Since at least the time of Adam Smith, people have been debating the matter of free markets. Grossly oversimplying matters, the idea is that if the folks who are involved in economic exchanges are left unregulated, the interplay of the “market forces” will result in an overall positive result. Competition, it is claimed, will lead to better and cheaper products and this means that via the power of the invisible hand, everyone will win.
Of course, the free market of this sort tends to not need to a better world for all. Rather, the result tends to be the creation of monopolies as the most ruthless, cunning, and lucky assimilate or destroy the competition. The stock example of this is, of course, the robber baron era of the United States. Folks also point to the fact that the United States economy was in a constant turmoil of surges and recessions during the halycon days of yore. Naturally, people also point to the deregulation of the 1990s and early 2000s as contributing factors to the ecomonic mess we are in these days.
Since at least the time of Marx, people have also been critical of the free market and have instead urged for a controlled market. The more extreme folks have even pushed for real socialism (state ownership of business and industry). These folks usually claim that this will be better for everyone by eliminating the evils of the free market.

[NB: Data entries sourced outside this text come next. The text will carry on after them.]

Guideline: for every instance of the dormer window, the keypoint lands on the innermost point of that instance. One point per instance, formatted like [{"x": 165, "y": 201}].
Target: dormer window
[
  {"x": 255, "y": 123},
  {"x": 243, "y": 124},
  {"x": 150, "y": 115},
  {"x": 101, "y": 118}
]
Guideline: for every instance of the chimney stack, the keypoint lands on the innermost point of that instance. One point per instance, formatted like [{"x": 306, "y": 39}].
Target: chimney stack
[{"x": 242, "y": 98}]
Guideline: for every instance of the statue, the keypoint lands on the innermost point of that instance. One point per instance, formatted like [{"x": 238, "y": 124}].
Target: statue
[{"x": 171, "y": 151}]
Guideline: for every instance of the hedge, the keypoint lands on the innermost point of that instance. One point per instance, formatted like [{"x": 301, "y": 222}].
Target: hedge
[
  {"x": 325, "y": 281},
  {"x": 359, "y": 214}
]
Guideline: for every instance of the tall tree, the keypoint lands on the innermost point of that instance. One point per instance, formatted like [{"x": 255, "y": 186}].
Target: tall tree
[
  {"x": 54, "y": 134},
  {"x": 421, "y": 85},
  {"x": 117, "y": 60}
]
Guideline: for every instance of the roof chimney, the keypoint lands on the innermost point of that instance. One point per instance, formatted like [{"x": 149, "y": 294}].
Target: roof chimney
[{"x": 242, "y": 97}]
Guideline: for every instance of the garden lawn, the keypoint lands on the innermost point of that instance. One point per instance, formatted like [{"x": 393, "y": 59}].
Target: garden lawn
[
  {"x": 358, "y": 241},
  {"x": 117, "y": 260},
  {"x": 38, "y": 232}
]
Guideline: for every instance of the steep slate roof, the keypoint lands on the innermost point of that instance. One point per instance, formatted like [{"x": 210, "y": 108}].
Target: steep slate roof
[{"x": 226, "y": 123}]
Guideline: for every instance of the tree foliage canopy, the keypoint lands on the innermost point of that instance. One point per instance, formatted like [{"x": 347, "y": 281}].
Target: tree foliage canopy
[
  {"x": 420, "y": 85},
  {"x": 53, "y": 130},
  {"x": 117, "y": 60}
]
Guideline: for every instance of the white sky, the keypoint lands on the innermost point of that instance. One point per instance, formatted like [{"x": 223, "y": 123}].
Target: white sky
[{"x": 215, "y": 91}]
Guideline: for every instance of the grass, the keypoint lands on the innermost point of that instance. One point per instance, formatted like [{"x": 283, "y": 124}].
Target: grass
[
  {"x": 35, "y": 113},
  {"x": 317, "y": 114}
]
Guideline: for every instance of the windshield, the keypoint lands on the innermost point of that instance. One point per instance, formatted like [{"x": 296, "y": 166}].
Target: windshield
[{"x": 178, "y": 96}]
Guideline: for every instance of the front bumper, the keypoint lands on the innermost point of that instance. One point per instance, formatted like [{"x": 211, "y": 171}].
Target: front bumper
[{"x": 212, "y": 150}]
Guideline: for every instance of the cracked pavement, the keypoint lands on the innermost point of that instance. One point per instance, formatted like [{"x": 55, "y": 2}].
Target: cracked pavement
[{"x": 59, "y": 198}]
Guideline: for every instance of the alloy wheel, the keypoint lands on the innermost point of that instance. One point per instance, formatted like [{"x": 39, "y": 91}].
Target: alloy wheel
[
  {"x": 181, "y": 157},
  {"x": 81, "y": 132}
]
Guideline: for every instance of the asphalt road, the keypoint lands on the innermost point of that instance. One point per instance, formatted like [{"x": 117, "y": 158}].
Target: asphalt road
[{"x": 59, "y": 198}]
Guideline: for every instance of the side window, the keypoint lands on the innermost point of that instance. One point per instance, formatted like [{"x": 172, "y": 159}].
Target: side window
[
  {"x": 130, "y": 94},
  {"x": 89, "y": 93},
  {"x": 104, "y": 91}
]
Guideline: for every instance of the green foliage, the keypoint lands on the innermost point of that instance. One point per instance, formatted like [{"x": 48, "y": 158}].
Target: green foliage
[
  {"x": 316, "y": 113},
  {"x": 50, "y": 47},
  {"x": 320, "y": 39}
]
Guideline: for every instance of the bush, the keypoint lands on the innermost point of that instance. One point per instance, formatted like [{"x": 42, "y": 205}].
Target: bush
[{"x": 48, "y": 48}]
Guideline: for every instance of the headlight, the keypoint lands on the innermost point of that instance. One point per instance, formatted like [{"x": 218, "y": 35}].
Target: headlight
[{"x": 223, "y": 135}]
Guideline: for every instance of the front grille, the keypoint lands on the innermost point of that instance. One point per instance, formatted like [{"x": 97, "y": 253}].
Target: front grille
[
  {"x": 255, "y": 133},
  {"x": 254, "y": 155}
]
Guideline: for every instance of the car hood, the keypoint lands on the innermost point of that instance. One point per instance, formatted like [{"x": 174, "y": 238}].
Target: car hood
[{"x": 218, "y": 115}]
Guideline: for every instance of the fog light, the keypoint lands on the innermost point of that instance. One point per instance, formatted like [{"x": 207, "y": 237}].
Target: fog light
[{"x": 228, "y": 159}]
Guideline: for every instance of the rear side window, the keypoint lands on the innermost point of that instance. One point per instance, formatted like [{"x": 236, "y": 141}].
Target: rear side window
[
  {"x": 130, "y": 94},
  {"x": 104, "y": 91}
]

Of course, when we look at many of the socialist and allegedly communist countries, we tend to see rather poor economies. While folks often point to Europe as an example of the success of socialism, these countries are not (despite the cries of the right) true socialist states.
The fact that totally free markets and totally controlled markets are recipes for disaster should hardly be surprising. After all, looking outside of economics reveals that total freedom and total control always seem to spell disaster.
For example, consider the matter of law. If there was no law and no enforcement of law, we’d be in what thinkers like Hobbes and Locke called the state of nature. While Locke painted a pleasant picture of this state and Hobbes cast it as a nightmare, both men agreed that a state without laws would be undesirable. Empirical evidence also reveals that if we consider what occurs when law and authority fail. Somalia is, of course, one modern example.
On the opposite end of the spectrum, states that attempt to repress and oppress their citizens, create horrific states. North Korea is an excellent example of this.
Most folks need, as thinkers such as Aristotle and Hobbes have argued, to be kept in check by laws and punishments. This is because most people are not ruled by ethics or reason, but are ruled by desires. To think that the economic realm is magically exempt from this is a delusion of extraordinary magnitude. This is especially true when you consider the obvious: people really like wealth and will often do awful things to get it. So, leaving people unregulated as they try to get rich is an alarmingly stupid idea. As such, people need to be regulated in their economic activities as well.
That said, what makes life valuable is freedom. Mill argues quite eloquently for this in his writings on the subject of liberty. Freedom is also important in allowing people to be their best. As the free market folks and any athlete will tell you, competition does lead to improvement. Of course, as any athlete will tell you, the competition has to governed by rules. Being a runner, I think that the sports analogy is quite a good one.
In a race, everyone is free to compete to the limits of their abilities. This competition drives people to do their best. Likewise, economic freedom provides people with the motivation and operating room they need to excel. Races are, of course, governed by rules. You cannot kill other runners, use a car, make use of illegal drugs and so on. This keeps the race from degrading into something nasty. Likewise, economic activity needs to be governed to keep it from going from a progressive activity to a destructive nightmare.
As in general law, the challenge is to find that right balance: enough freedom so that people are not repressed, oppressed and unable to be their best. But, enough regulation so that people cannot get away with doing wick and destructive things. That ideal balance is crucial to having a healthy society and a healthy economy.